Mental Disorders (Listing 12.00) include organic mental disorders (psychological or behavioral abnormalities associated with dysfunction of the brain), schizophrenic, paranoid and other psychotic disorders, affective disorders, intellectual disorder, anxiety-related disorders, somatoform disorders, personality disorders, substance addiction disorders, autistic disorder, and other pervasive developmental disorders. (Visit our section on disability and mental disorders for more information.)

Malignant Neoplastic Diseases (Listing 13.00) refer to cancers, and include soft tissue tumors of the head and neck, skin, soft tissue sarcoma, lymphoma, leukemia, multiple myeloma, salivary glands, thyroid gland, breast, skeletal system-sacrcoma, maxilla, orbit or temporal fossa, nervous system, lungs, pleura or mediastinum, esophagus or stomach, small intestine, large intestine, pancreas, kidneys, adrenal glands orureters-carcinoma, urinary bladder-carcinoma, cancers of the female genital tract-carcinoma or sarcoma, prostrate gland-carcinoma, testicles, penis, metastatic carcinoma or sarcoma, and malignant neoplastic diseases treated by bone marrow or stem cell transplantation.

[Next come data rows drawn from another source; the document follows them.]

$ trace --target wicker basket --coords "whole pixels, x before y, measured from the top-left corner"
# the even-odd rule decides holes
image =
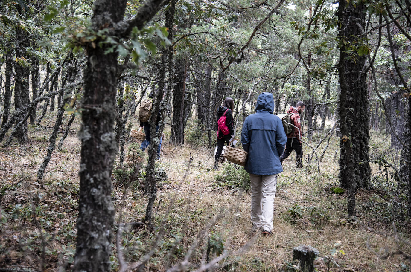
[[[229,145],[226,146],[223,156],[233,164],[245,166],[245,163],[247,161],[247,155],[248,153],[243,150],[230,146],[231,142],[235,140],[239,141],[240,139],[233,139],[230,141]]]
[[[144,132],[141,132],[142,128],[141,127],[138,130],[132,129],[131,131],[130,131],[130,136],[141,142],[144,141],[145,140],[145,134]]]

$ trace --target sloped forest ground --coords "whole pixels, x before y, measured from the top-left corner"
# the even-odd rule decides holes
[[[79,189],[78,118],[62,150],[53,152],[41,182],[35,177],[51,133],[46,122],[29,126],[26,144],[14,142],[0,148],[0,271],[69,270]],[[119,268],[119,258],[132,263],[148,256],[145,271],[165,271],[185,258],[190,264],[187,271],[212,261],[215,271],[298,271],[292,253],[301,244],[318,250],[315,265],[319,271],[409,271],[409,260],[397,254],[409,254],[411,246],[409,230],[401,221],[406,212],[402,195],[395,190],[390,169],[373,165],[375,189],[358,192],[358,221],[353,222],[346,217],[346,195],[332,191],[338,186],[337,137],[330,141],[319,173],[315,161],[309,165],[311,152],[305,146],[302,169],[295,168],[294,154],[284,162],[274,229],[263,237],[251,229],[248,175],[242,167],[226,162],[213,170],[214,149],[203,146],[204,134],[190,122],[185,145],[175,148],[169,143],[169,128],[166,131],[164,154],[156,163],[153,228],[132,225],[118,231],[118,223],[143,221],[148,200],[143,188],[146,160],[138,178],[129,180],[130,166],[136,163],[130,157],[138,153],[130,146],[132,141],[125,148],[128,159],[122,170],[117,169],[116,160],[112,199],[118,223],[115,239],[120,235],[121,242],[113,241],[113,271]],[[323,136],[315,134],[312,144]],[[388,149],[388,142],[381,133],[373,134],[372,153],[395,163],[397,154]]]

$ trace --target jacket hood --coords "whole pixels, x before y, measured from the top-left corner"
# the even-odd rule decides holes
[[[287,113],[289,114],[294,113],[298,113],[298,111],[297,110],[297,109],[292,106],[290,107],[288,111],[287,112]],[[298,114],[300,114],[300,113],[298,113]]]
[[[227,110],[227,107],[223,107],[222,106],[220,106],[217,108],[217,113],[222,115],[224,113],[224,111]]]
[[[257,99],[256,111],[268,111],[272,113],[274,111],[274,98],[272,94],[263,92]]]

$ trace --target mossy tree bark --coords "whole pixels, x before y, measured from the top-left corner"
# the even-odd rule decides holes
[[[104,42],[104,39],[127,38],[134,27],[141,29],[166,4],[148,0],[134,18],[123,21],[127,2],[95,1],[92,32],[106,29],[109,33],[83,45],[87,63],[81,106],[83,110],[79,134],[81,159],[74,271],[110,270],[115,214],[111,175],[117,150],[113,126],[118,65],[117,51],[106,53],[111,46]]]
[[[178,59],[176,62],[173,92],[173,127],[175,135],[172,135],[170,141],[175,140],[178,145],[184,143],[184,97],[187,65],[184,58]]]
[[[13,74],[13,62],[12,57],[7,56],[6,57],[6,67],[5,69],[5,93],[4,108],[3,112],[3,120],[2,121],[1,127],[9,120],[9,115],[10,113],[10,106],[12,101],[12,76]]]
[[[366,73],[363,71],[366,47],[365,9],[362,2],[342,0],[338,7],[339,61],[337,67],[341,89],[339,102],[340,186],[347,188],[348,215],[355,214],[355,192],[371,189],[368,154],[369,116]],[[350,49],[353,51],[350,53]]]
[[[175,9],[175,3],[177,0],[171,0],[170,7],[166,12],[166,27],[169,29],[169,39],[171,41],[173,40],[173,31],[171,26],[174,17],[174,11]],[[167,86],[167,93],[164,97],[164,84],[166,64],[168,57],[169,68],[169,84]],[[145,180],[144,183],[145,191],[148,194],[148,203],[147,207],[145,209],[145,216],[144,217],[144,222],[150,225],[152,224],[152,211],[154,201],[157,195],[157,188],[155,180],[155,159],[157,156],[157,149],[160,143],[160,138],[161,137],[163,130],[165,125],[164,120],[164,116],[165,113],[166,104],[168,104],[171,90],[173,90],[173,84],[171,83],[173,82],[174,74],[173,71],[173,46],[170,46],[167,49],[163,51],[162,54],[162,62],[159,71],[159,83],[158,92],[156,96],[153,105],[152,110],[152,114],[150,117],[150,133],[152,135],[155,135],[153,137],[152,140],[150,142],[148,146],[148,160],[147,161],[147,166],[145,168]],[[157,119],[157,114],[153,114],[153,113],[160,112],[160,122],[159,123],[159,128],[157,133],[155,132],[155,121]]]

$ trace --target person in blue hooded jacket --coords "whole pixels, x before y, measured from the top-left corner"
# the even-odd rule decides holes
[[[241,132],[241,143],[248,153],[244,168],[251,183],[251,222],[253,228],[268,235],[272,230],[277,174],[282,172],[279,157],[287,137],[281,120],[273,114],[272,95],[259,96],[256,113],[247,116]]]

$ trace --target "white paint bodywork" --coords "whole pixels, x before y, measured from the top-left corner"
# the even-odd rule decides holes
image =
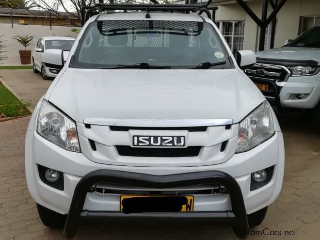
[[[152,13],[151,16],[151,20],[203,21],[194,15]],[[145,14],[108,14],[100,17],[104,20],[144,19]],[[70,56],[82,37],[83,29],[93,19],[89,19],[83,27]],[[208,18],[206,20],[213,25]],[[76,122],[81,153],[64,150],[36,133],[40,99],[30,120],[25,145],[28,186],[35,201],[54,211],[67,214],[77,184],[81,177],[98,169],[159,176],[216,170],[230,175],[238,181],[248,213],[272,203],[282,184],[282,133],[272,113],[275,134],[249,151],[235,154],[239,122],[265,98],[237,66],[227,44],[218,34],[236,66],[234,69],[75,69],[68,67],[69,57],[42,99],[53,103]],[[197,120],[199,123],[197,126],[203,122],[211,123],[205,131],[189,133],[186,130],[139,129],[120,132],[111,131],[110,128],[110,126],[123,126],[124,122],[137,125],[139,120],[144,126],[154,126],[155,123],[159,127],[167,124],[196,126]],[[182,120],[180,125],[179,120]],[[222,122],[232,123],[230,129],[220,126]],[[87,128],[85,123],[97,124]],[[189,145],[203,147],[196,157],[137,158],[118,154],[115,145],[130,145],[133,135],[144,134],[184,135]],[[89,139],[96,143],[96,152],[91,150]],[[225,140],[229,143],[221,152],[221,142]],[[37,164],[63,172],[64,190],[61,191],[44,184],[40,179]],[[251,173],[272,166],[275,168],[270,182],[250,191]],[[195,211],[231,209],[227,194],[195,195]],[[84,209],[119,211],[119,194],[110,194],[106,198],[93,193],[87,195]]]
[[[251,50],[241,50],[239,51],[241,56],[240,62],[239,64],[240,67],[252,65],[256,63],[256,59],[255,52]]]
[[[277,60],[314,60],[320,64],[320,48],[285,47],[256,53],[257,58]],[[259,61],[258,60],[258,62]],[[320,72],[312,76],[290,76],[286,82],[279,82],[281,106],[286,108],[312,109],[320,101]],[[290,100],[292,94],[308,94],[306,98]]]
[[[33,48],[32,52],[32,61],[34,61],[35,65],[35,68],[39,71],[39,72],[41,71],[41,67],[43,65],[43,58],[44,57],[44,55],[45,54],[45,52],[47,50],[47,49],[46,49],[46,41],[47,40],[74,40],[75,38],[73,37],[58,37],[58,36],[48,36],[48,37],[43,37],[41,38],[41,39],[43,41],[44,43],[44,49],[43,49],[43,52],[37,52],[36,51],[36,49],[37,49],[37,46],[36,45],[34,47],[34,48]],[[48,50],[57,50],[57,49],[48,49]],[[49,55],[50,55],[49,53]],[[66,59],[68,56],[68,54],[67,53],[64,53],[64,57],[65,57],[65,59]],[[45,56],[45,57],[46,57]],[[50,57],[49,57],[50,58]],[[48,60],[48,57],[47,57],[46,58],[46,61]],[[53,63],[52,63],[53,64],[53,64]],[[49,69],[48,67],[46,67],[46,72],[47,73],[47,75],[48,77],[55,77],[57,76],[57,74],[51,73],[49,71]]]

Immune System Disorders (Listing 14.00) include systemic lupus erythematosus, systemic vasculitis, systemic sclerosis, polymyositis and dermatomyositis, undifferentiated and mixed connective tissue disease, immune deficiency disorders (excluding HIV infection), human immunodeficiency virus (HIV) infection, inflammatory arthritis, and Sjogren's syndrome.

How Can You Use the Blue Book To Help Your Claim?

If you think that you have one of the impairments listed in the Blue Book, read our article on the severity criteria for the particular listing, and then consult your doctor for help in documenting whether your impairment is severe enough to meet or equal one of the listings. For example, if you have not had some of the laboratory tests required by the listing, you should arrange to have them performed. Generally, the SSA requires quite a bit of medical evidence to decide if your impairment is as severe as one listed in the Blue Book. The more medical evidence you can provide to the SSA, the better your chances of being qualified for disability benefits.